Dargin, who attends Anne Beers Elementary in Southeast, put a hand in the air to acknowledge the 42,295 fans in attendance after his name was announced and Manfred dropped the ball in his glove.

“I was excited,” Dargin said. “I just couldn’t wait. I had a feeling that it was going to be a little bit off — just a little bit — but I was able to get it straight down [the middle].”

Dargin, a left-handed pitcher who aspires to play third base “because usually left-handers don’t play third base,” said he wasn’t the least bit nervous Monday. Seriously.

“I’ve played in front of large crowds of people,” Dargin said. “I’ve said ‘play ball’ for the Nationals before, so it’s nothing new.”

“Throwing out a first pitch is a very exciting thing,” Manfred said during a second inning visit with Bob Carpenter and F.P. Santangelo in the MASN broadcast booth. “The message we want our fans to get is, it’s about the kids. I had an exciting opportunity, rather than me doing it, I thought it was a nice symbol to let a kid do it.”

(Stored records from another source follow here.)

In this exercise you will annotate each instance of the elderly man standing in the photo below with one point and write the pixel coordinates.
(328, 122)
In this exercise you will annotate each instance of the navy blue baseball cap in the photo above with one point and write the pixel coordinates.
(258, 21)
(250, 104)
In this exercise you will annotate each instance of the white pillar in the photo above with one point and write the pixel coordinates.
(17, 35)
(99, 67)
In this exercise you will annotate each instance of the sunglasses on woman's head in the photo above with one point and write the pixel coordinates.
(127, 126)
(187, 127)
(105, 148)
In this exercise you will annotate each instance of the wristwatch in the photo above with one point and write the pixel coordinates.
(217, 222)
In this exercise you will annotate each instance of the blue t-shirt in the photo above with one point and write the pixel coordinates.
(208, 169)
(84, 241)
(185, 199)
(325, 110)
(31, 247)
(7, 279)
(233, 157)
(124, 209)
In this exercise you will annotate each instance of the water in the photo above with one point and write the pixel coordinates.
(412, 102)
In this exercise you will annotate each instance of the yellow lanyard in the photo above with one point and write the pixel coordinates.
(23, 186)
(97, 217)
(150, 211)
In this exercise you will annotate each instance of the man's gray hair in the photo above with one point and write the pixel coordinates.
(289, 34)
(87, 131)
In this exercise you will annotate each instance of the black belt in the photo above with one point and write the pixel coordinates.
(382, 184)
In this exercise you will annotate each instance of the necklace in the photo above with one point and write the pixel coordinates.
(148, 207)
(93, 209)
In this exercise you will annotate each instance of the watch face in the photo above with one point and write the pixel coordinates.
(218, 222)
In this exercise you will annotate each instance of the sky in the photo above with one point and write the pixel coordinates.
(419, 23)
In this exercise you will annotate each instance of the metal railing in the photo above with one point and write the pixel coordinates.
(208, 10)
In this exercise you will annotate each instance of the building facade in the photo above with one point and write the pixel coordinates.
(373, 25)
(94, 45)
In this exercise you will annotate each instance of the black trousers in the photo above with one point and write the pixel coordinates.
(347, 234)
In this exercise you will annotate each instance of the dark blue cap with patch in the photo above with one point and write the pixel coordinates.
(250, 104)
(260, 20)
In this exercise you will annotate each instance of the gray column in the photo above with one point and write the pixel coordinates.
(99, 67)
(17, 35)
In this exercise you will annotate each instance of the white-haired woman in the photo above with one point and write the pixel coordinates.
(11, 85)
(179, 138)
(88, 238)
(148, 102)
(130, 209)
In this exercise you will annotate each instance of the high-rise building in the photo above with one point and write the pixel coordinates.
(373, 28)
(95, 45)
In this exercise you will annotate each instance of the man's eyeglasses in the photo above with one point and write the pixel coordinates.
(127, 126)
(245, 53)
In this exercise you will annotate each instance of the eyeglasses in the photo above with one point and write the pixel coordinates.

Dargin watched the game from Section 130 with several members of his family, including his parents, who offered some unnecessary advice before he stepped to the mound.

“[They said] don’t get mad if it doesn’t go your way, if I don’t get it straight down [the middle],” Dargin said.

Dargin was impressed with Max Scherzer’s Nationals debut in a 3-1 loss to the Mets, but Stephen Strasburg is his favorite member of the rotation. His overall favorite player, however, is outfielder Michael Taylor, whom he had the chance to meet last year when he shouted ‘play ball’ before a Nationals game.

“He’s a black player and usually black players don’t play baseball,” Dargin explained. “I want to play for the Nationals and he plays for the Nationals, and that motivates me even more to play baseball.”

Fans came up to Dargin to congratulate him on his first pitch and pose for photos. Manfred signed a baseball for him. And if he were playing middle infield in the sixth inning Monday, the opening day outcome might’ve been different.